Which is Heavier? - Car or Soft Drink Shipments?

by Stephen Shapiro

Last week I had a fantastic meeting with the CEO of a mid-sized energy company. We had a number of fascinating conversations ranging from Personality Poker, Open Innovation, and alternative energy.

In the meeting, I was drinking my "caffeine in a can" - a diet cola.

The CEO pointed at my soft drink and said that it was one of the worst energy hogs.

He pointed out that years ago, Coke was sold as syrup (in fact, it was originally sold for medicinal purposes). The carbonated water was added at the point of sale (e.g., the pharmacy or soda shop). Less energy was expended in the packaging process. Less material was used for the packaging itself. But more importantly, less energy was used in shipping.

After doing some digging, I found that, according to one website, 500ml of syrup makes the equivalent of 12 liters. That means that a can of cola contains <5% syrup and over 95% carbonated water. According to one study, nearly 300 billion liters of soft drinks are sold a year. Hoovers research shows that only 35% of that is from fountain sales.

Ok, so let's do some math.

A liter of soft drink weights approximately 1 kilogram. This means that a liter is over 2.1 pounds of water, and .1 pounds of syrup. At 65% bottle/cans (excluding the 35% fountain sales), this is over 400 billion pounds of carbonated water needlessly shipped with the syrup. Let's not forget the weight of the cans/bottles. To put this in context, this is the weight of 100 million cars. In 2007, 16 million cars, SUVs and trucks were sold in the US. Every car sold in the United States over the past 6 years weighs less than the weight of the excess water shipped EVERY year with bottled soft drinks.

Enough of the math. I could attempt to calculate the average distance the bottles travel and the amount of fuel required for transportation, but I just don't have the time.
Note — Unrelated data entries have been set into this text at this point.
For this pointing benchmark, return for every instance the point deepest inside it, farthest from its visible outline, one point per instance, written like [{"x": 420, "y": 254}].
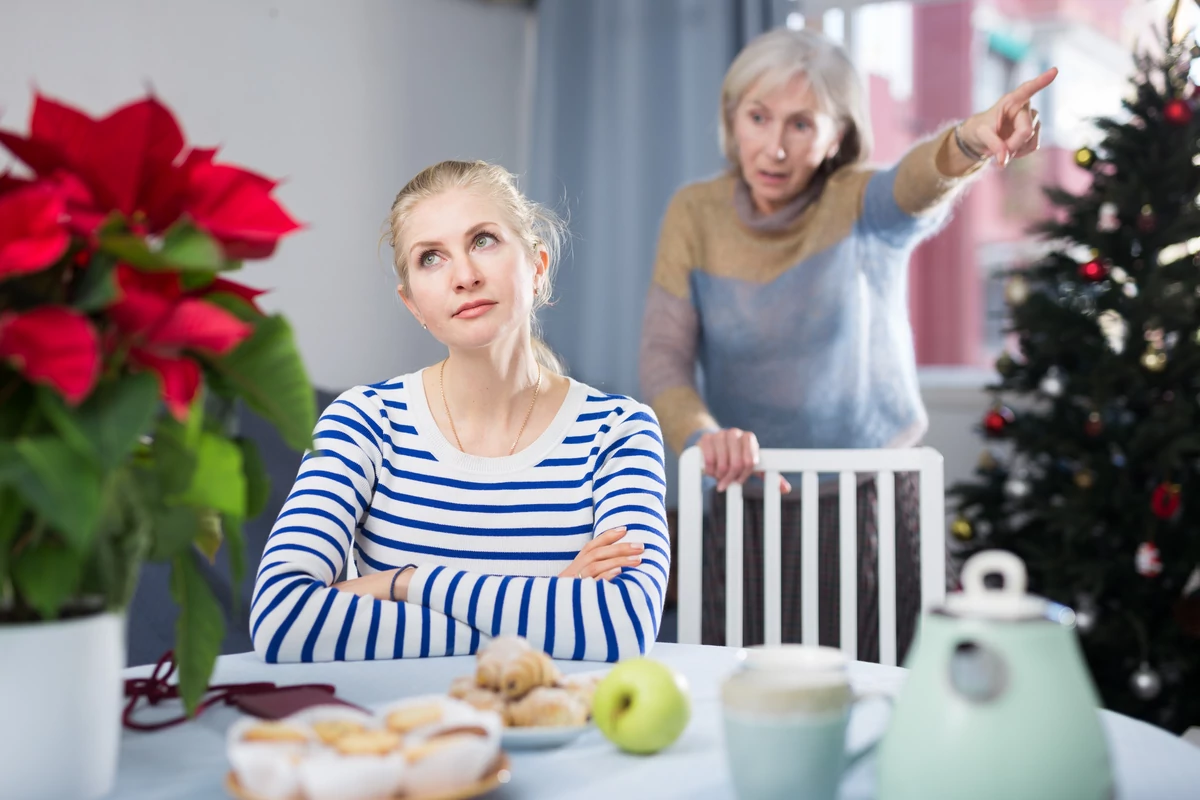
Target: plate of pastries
[
  {"x": 431, "y": 747},
  {"x": 538, "y": 705}
]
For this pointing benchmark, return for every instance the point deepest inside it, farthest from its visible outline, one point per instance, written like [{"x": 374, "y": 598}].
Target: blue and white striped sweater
[{"x": 489, "y": 535}]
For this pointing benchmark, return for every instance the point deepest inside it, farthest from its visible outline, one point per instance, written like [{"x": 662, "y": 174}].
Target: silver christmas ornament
[
  {"x": 1017, "y": 488},
  {"x": 1085, "y": 614},
  {"x": 1051, "y": 385},
  {"x": 1145, "y": 683},
  {"x": 1108, "y": 220}
]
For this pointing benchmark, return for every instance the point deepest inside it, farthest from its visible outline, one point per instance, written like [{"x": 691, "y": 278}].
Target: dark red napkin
[{"x": 262, "y": 699}]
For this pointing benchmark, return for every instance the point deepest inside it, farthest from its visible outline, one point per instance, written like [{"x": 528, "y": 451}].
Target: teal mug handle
[{"x": 855, "y": 758}]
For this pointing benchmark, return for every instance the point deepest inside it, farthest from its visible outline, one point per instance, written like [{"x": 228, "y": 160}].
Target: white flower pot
[{"x": 60, "y": 702}]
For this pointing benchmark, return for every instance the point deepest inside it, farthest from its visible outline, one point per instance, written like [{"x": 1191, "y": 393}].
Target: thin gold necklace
[{"x": 442, "y": 386}]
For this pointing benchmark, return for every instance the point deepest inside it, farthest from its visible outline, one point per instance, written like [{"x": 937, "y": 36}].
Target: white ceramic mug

And I suspect you get the idea.

What do you do about it?
  • Of course advocates are trying to reduce the amount of soft drinks we consume. But so far nothing points to that being a successful strategy.

  • Encourage people to buy and use soda machines. There are several companies that provide this type of product. You buy the machine, the syrup and the gas cartridges.

  • Another option might be to find a solution similar to Crystal Light "On-the Go." The challenge is adding carbonation to a powder. While eating Pop Rocks Candy the other day, I realized that there must be a way of addressing this.

Crystal Light to GoOf course there are many more possible solutions. But the solution is not the point of this article.

Innovation is about asking better question. It is about surfacing the hidden assumptions. When looking at issues (environmental, business, or personal), sometimes you need to question everything...even the can of soda in your hand.

P.S. Soft drinks account for the largest percentage of the "liquid refreshment beverage" market. This article did not even include the oft-maligned bottled water industry, which is smaller in size. Do you want to know how far your bottled water traveled to go to you? Check out this article.

P.P.S. I am not suggesting we eliminate soft drinks. My consumption of diet cola - especially first thing in the morning - is one of my guilty pleasures!



Innovation and ImprovisationStephen Shapiro is the author of three books, a popular innovation speaker, and is the Chief Innovation Evangelist for Innocentive, the leader in Open Innovation.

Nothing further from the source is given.